■ Nachschlag: Wider die Legendenbildung – Eine Lesung mit Michael Wolffsohn
Wer ein heißes Kampfgespräch erwartet hatte, sah sich getäuscht. Michael Wolffsohn, der jüdische Professor für Neuere Geschichte an der Universität der Bundeswehr in München, und Abdallah Frangi, der Generalbevollmächtigte der PLO in Bonn, sind seit langem Freunde und führten längst vor Peres, Rabin und Arafat einen israelisch-palästinensischen Dialog. Den wollten sie in der völlig überfüllten Schleicherschen Buchhandlung aus Anlaß des Erscheinens von Michael Wolffsohns neuem Buch „Die ungeliebten Juden“ fortführen.
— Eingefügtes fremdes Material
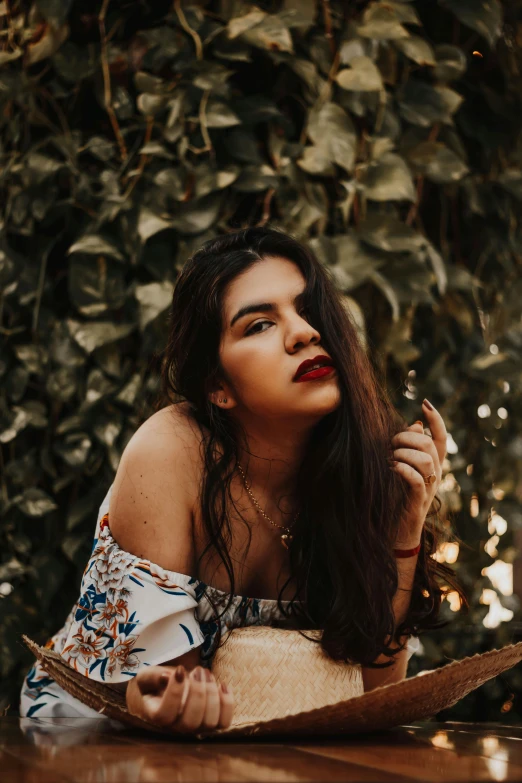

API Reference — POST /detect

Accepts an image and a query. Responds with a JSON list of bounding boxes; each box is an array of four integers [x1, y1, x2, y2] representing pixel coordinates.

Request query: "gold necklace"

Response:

Wolffsohn begann damit, daß es zu viele Legenden über Israel gebe. Umfragen der verschiedensten Institute zeigten, Israel sei in Deutschland im internationalen Vergleich das unbeliebteste Land. Dieser Antiisraelismus, den man nicht mit Israel-Kritik verwechseln dürfe, sei eine neue Form des Antisemitismus. Darum wolle er in seinem Buch Legenden zerstören, um Platz für historische Fakten zu schaffen. Wolffsohn, der von den Rechten in Israel stark angegriffen wird, nennt dabei keineswegs nur Fakten, die Israel verteidigen. Anhand neuer Dokumente etwa kann der Historiker aufzeigen, welche Friedensmöglichkeiten Israel in den 50er Jahren verspielte.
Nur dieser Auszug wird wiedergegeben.